Le chef des bleus défend l’idée selon laquelle une Constitution ne peut être au service d’un Premier ministre ou de sa famille, mais doit être conçue pour un pays, une nation, pour le bien commun et l’intérêt général.
Les pays occidentaux reprochent souvent aux pays du Sud leur fâcheuse manie de modifier leur Constitution pour ne pas se soumettre au principe d’alternance politique. C’est une autre réalité en fait. Dans les pays en voie de démocratisation ou d’autocratisation, comme le nôtre, les chefs de gouvernement ne gouvernent pas, ils règnent. Et quand on règne, c’est le règne total !
C’est cette finalité que visent les Constitutions modifiées, tunées au rythme des dynasties politiques.

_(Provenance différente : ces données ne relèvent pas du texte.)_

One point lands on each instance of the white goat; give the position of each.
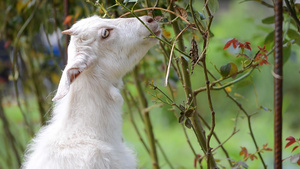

Le pouvoir absolu est à chaque échelon. Pas qu’au sommet du gouvernement d’ailleurs.
Une dictature constitutionnelle s’empare des institutions publiques (administration, justice, investisseurs institutionnels, médias complaisants…) en les plaçant sous tutelle pour les mettre au service de la dictature qui se prépare. C’est pour cette raison que la dictature constitutionnelle reste dans le cadre de la loi. Les lois existantes sont complétées ou remplacées par d’autres lois plus favorables aux intérêts des oligarques. C’est dans la complexité et l’urgence voulues du débat imposé que le citoyen s’égare, alors qu’il prépare, lui, la fin de 2023.
C’est aussi en raison de cela que le MSM pourrait être intéressé à négocier de nouveau avec le PMSD alors que les indices internationaux (V-Dem, Afrobarometer, Reporters Sans Frontières et l’International Institute for Democracy and Electoral Assistance) tendent à classer Maurice parmi les six pays africains (sur 54) qui ont connu les baisses les plus significatives durant ces cinq dernières années en matière de Représentation, d’État de Droit et de Droits/Libertés individuels et Participation citoyenne.
Xavier Duval demeure donc un atout autant pour le MSM que pour le PTr, contrairement au MMM et à Paul Bérenger, qui attendent un raz-de-marée ou un miracle électoral. En 2025, l’usure du pouvoir sera réelle, mais l’alternance n’est pas une promesse de neuf. Tout reste donc possible.